Key stocks to watch:
- Page Industries (Jockey’s India partner, major apparel exporter)
- Welspun India (large home textiles exporter to the US)
- Trident (bed and bath linen exports to US)
4. Automobiles: Will high tariffs hurt India?
India’s automobile exports to the US totaled $2.6 billion in FY24, but only $0.2 billion was from passenger vehicles and motorcycles. Most exports are auto components, which totaled $2.1 billion, said the report.
While the auto sector could face steep reciprocal tariffs of up to 70%, India barely exports cars and bikes to the US, making the impact limited. However, auto component makers are more exposed.
Key stocks to watch:
- Bharat Forge (44% revenue from US exports)
- Tata Motors (Jaguar-Land Rover sales in US could be affected)
- Motherson Sumi (auto component exporter at risk)
5. Pharma: Will India’s Role as US’ Medicine Hub Save It?
As per the brokerage report, the US is India’s biggest market for pharmaceuticals, with $12.5 billion in exports in CY24. India supplies 47% of the US’ generic drug imports.
Unlike other sectors, the US relies heavily on Indian pharmaceuticals. Imposing tariffs on Indian generics could increase drug prices in the US and disrupt medical supply chains. This makes it unlikely that pharma will face major tariffs.
Key stocks to watch:
- Dr. Reddy’s (48% revenue from the US)
- Sun Pharma (large US market presence)
- Lupin (sensitive to US FDA regulations and tariffs)
6. IT Sector: The silent casualty?
The US is the biggest client base for India’s IT services industry, with firms like TCS, Infosys, and Wipro deriving over 50% of revenue from American clients.
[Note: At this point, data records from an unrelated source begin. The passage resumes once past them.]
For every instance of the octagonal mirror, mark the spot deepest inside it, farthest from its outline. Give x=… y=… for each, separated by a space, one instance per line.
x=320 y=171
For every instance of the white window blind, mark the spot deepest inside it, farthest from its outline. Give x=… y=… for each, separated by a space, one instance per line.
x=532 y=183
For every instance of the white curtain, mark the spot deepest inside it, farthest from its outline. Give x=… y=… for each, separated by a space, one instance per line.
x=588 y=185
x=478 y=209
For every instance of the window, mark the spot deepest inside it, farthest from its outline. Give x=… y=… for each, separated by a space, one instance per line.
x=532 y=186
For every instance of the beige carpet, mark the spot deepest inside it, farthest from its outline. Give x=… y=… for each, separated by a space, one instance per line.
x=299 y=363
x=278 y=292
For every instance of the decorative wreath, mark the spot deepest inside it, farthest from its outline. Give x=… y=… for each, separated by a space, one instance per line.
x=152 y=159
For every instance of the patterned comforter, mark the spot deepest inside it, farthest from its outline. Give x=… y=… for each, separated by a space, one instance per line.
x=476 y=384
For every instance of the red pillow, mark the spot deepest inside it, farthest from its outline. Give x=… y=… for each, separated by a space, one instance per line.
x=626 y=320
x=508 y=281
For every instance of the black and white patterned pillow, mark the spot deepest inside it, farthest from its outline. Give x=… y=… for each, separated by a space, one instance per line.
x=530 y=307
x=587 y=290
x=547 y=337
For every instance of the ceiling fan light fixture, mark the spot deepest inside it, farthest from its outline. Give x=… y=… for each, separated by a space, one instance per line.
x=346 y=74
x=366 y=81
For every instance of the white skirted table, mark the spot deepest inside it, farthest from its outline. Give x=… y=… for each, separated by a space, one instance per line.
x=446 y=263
While IT services are not directly affected by tariffs, restrictive US policies could tighten outsourcing contracts and limit H-1B visa approvals, hitting companies that rely on on-site US projects.
Key stocks to watch:
- Mphasis (79% revenue from US)
- Infosys, TCS, Wipro (outsourcing concerns may affect stock prices)
While the US-India trade relationship faces uncertainty, not all sectors are equally vulnerable. According to Emkay Global, the overall impact could be less severe than feared, with auto, pharma, and electronics better positioned to weather the storm. Meanwhile, gems, jewellery, and apparel may require focused negotiations to avoid major losses.